Dans un univers sportif encore majoritairement masculin, Bah Rabiatou a choisi une place qui exige autorité, maîtrise de soi et impartialité : celle d’arbitre de football. De Kamsar à Conakry, son parcours raconte la détermination d’une jeune Guinéenne qui rêve désormais de porter les couleurs de son pays sur les plus grandes scènes du football africain et mondial.
Le football est entré tôt dans la vie de Bah Rabiatou. Née en 2001 à Kamsar, dans la région de Boké, et originaire de Satina, dans la préfecture de Labé, elle découvre le ballon rond entre Kamsar et Sangarédi.
Elle commence comme joueuse avant qu’un enseignant, Monsieur Sow, ne l’oriente vers une autre voie : l’arbitrage.
Le pari peut surprendre. Pourtant, Rabiatou accepte le défi. En 2016, à Sangarédi, elle commence officiellement son parcours d’arbitre.
S’imposer dans un milieu exigeant
Le chemin n’a cependant rien d’évident. Pour une jeune femme issue d’une famille religieuse et traditionaliste, choisir l’arbitrage demande de la détermination.
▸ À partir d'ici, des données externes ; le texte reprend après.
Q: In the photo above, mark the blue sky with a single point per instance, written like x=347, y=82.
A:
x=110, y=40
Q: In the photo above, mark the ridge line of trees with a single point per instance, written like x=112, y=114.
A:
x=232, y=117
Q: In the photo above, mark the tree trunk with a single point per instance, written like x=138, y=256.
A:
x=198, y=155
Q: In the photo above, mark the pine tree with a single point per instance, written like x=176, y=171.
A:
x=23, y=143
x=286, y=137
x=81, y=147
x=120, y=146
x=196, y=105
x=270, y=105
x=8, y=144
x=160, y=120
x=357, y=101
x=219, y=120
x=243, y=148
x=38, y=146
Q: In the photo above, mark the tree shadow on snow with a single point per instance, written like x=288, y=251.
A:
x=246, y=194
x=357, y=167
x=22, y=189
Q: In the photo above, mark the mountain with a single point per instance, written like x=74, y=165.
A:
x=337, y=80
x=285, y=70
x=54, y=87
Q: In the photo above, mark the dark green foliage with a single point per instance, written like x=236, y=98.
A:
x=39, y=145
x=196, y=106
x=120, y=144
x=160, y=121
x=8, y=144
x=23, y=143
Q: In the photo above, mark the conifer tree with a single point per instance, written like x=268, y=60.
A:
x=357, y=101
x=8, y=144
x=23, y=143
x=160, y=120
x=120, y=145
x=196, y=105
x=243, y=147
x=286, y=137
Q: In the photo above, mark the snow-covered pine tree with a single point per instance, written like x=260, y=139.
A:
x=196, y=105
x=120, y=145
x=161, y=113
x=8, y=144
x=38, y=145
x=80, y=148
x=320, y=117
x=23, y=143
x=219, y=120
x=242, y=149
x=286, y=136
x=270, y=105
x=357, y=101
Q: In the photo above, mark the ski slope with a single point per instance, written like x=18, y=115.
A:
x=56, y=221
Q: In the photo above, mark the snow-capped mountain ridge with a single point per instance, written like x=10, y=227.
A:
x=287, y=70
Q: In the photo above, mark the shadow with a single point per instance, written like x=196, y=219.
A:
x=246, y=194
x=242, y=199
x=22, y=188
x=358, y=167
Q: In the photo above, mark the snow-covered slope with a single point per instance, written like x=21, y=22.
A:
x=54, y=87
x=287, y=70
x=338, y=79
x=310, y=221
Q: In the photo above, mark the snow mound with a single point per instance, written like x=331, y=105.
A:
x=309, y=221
À Conakry, où elle décide de poursuivre sa progression, elle découvre un environnement plus compétitif. La timidité qui la caractérisait laisse progressivement place à davantage d’assurance.
Car arbitrer, c’est aussi savoir décider. Sur un terrain, l’arbitre doit appliquer les lois du jeu, rester impartial et assumer ses décisions devant les joueurs, les entraîneurs et le public.
Rabiatou s’impose donc une discipline personnelle : travailler davantage, multiplier les formations et améliorer sa condition physique.
Le sifflet comme outil d’émancipation
Son parcours dépasse ainsi le cadre sportif. À travers l’arbitrage, Bah Rabiatou entend démontrer que les femmes peuvent également occuper des fonctions de responsabilité dans le football.
Ses différentes formations et expériences en Guinée et dans la sous-région lui permettent de renforcer ses connaissances des lois du jeu et d’acquérir progressivement l’expérience nécessaire aux compétitions de haut niveau.
Aujourd’hui, ses objectifs sont clairement définis : atteindre l’élite de l’arbitrage africain et, pourquoi pas, officier un jour lors d’une Coupe d’Afrique des Nations ou d’une Coupe du Monde.
Son ambition est grande, mais son parcours rappelle surtout qu’une carrière peut parfois naître d’une simple rencontre. Pour Bah Rabiatou, cette rencontre fut celle avec son enseignant à Sangarédi.
Quelques années après ses premiers coups de sifflet, la jeune arbitre poursuit sa route avec le même objectif : progresser, gagner en expérience et faire du sifflet un instrument d’excellence.